Nov 10, 2024

Something’s Rotten with the State of Our Archives.

The Internet Archive's Wayback Machine Logo
The Internet Archive's Wayback Machine Logo

— By Michael J. Oghia


A future where phenomena affecting digital systems including link rot, digital decay, and fickle technological changes, as well as more insidious attacks on archives via new regulatory and legal developments — such as the malicious use of Right to be Forgotten (RTBF) policy and jurisprudence — threatens to undermine the entire network of knowledge upon which 21st century society is built.

The future is mired in uncertainty. While this may be self-evident, the advent of the internet has instilled a false sense of modern complacency about the security of the past. To examine this more closely, look no further than modern libraries.

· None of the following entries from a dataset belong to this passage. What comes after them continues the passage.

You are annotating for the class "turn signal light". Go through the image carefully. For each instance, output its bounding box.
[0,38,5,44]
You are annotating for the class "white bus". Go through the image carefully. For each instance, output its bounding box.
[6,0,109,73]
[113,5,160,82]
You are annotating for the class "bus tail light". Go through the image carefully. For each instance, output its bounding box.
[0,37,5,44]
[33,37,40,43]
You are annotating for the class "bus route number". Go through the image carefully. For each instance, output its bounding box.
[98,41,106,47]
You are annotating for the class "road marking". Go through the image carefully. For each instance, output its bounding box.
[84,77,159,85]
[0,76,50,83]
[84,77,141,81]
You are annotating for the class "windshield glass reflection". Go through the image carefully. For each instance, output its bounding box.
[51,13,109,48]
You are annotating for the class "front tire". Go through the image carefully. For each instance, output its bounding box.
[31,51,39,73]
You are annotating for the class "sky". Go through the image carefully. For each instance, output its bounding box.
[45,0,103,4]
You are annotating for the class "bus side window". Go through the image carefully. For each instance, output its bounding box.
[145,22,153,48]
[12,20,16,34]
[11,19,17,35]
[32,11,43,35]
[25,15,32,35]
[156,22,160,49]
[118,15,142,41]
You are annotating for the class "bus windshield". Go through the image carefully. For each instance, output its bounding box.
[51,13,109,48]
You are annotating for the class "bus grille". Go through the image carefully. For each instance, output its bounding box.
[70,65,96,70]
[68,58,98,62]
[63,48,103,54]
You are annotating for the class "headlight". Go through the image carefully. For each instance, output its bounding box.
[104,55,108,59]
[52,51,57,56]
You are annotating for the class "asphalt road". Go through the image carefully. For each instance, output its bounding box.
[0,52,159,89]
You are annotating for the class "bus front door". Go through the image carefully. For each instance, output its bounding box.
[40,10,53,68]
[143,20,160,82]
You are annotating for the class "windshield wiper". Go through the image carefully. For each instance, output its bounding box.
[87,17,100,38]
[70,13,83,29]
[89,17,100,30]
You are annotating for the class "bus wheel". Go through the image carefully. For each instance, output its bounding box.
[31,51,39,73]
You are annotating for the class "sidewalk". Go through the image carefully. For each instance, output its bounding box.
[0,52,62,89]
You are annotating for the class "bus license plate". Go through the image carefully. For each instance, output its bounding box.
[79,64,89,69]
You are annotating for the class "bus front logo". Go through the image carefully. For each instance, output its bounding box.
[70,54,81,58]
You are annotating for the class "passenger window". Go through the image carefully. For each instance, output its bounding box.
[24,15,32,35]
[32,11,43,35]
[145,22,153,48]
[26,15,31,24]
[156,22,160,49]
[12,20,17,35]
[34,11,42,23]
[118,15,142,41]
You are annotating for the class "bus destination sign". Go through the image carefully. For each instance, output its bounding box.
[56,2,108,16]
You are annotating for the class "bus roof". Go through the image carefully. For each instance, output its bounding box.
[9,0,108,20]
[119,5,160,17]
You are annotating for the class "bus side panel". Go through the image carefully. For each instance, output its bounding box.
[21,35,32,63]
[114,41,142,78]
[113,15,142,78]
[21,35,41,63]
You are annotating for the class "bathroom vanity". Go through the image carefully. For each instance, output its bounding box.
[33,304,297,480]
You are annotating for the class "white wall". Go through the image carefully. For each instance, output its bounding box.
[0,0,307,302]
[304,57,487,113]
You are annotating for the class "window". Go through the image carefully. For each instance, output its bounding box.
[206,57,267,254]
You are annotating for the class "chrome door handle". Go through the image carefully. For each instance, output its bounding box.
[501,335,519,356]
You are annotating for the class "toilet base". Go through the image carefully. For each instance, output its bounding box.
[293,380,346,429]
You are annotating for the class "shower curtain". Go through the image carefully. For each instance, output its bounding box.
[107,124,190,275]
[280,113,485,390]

The library, at its essence, is the original internet: a space for communities to gather and create, share, discuss, and store information. But our modern knowledge center faces challenges that the Greeks, the Enlightenment thinkers, and even our traditional research universities have never had to countenance — new threats to the very foundation of information management and the preservation of knowledge.

Theoretically, we should be able to benefit from the intellectual progress of our forebears — but progress is cumulative, not linear. Standing on the shoulders of giants requires the proverbial ladder to reach them — to access their ideas, insight and historical context, as well as to retrace the complex set of circumstances that led to not just what they discovered, but how. To challenge them, understand them, iterate upon them, and prevent them from diminishing. This is the underlying principle that has made access to information a sacrosanct precondition for progress, transforming libraries into modern temples..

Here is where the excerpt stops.